🤖 AI Summary
To address the challenges of modeling multi-timescale user mobility patterns, insufficient integration of global and local temporal dependencies, and the trade-off between prediction accuracy and computational efficiency, this paper proposes a dual-scale collaborative modeling architecture. It employs parallel MLPs to capture long-term trends and a multi-scale convolutional neural network (MSCNN) to extract short-term dynamic patterns, augmented by a cross-attention mechanism for adaptive inter-scale feature fusion. This design enhances representation capability for complex spatiotemporal dependencies. On a 12-step trajectory forecasting task, the method reduces mean squared error by 5.04% and mean absolute error by 4.35% compared to ModernTCN, while maintaining comparable inference latency. The core contribution lies in a lightweight, interpretable dual-scale fusion paradigm that jointly optimizes modeling expressiveness and computational efficiency.
📝 Abstract
Trajectory prediction is essential for formulating proactive strategies that anticipate user mobility and support advance preparation. Therefore, how to reduce the forecasting error in user trajectory prediction within an acceptable inference time arises as an interesting issue. However, trajectory data contains both global and local temporal information, complicating the extraction of the complete temporal pattern. Moreover, user behavior occurs over different time scales, increasing the difficulty of capturing behavioral patterns. To address these challenges, a trajectory prediction model based on multilayer perceptron (MLP), multi-scale convolutional neural network (MSCNN), and cross-attention (CA) is proposed.
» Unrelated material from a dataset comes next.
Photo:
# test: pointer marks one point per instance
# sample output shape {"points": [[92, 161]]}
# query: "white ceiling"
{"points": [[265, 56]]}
Specifically, MLP is used to extract the global temporal information of each feature. In parallel, MSCNN is employed to extract the local temporal information by modeling interactions among features within a local temporal range. Convolutional kernels with different sizes are used in MSCNN to capture temporal information at multiple resolutions, enhancing the model's adaptability to different behavioral patterns. Finally, CA is applied to fuse the global and local temporal information. Experimental results show that our model reduces mean squared error (MSE) by 5.04% and mean absolute error (MAE) by 4.35% compared with ModernTCN in 12-step prediction, while maintaining similar inference time.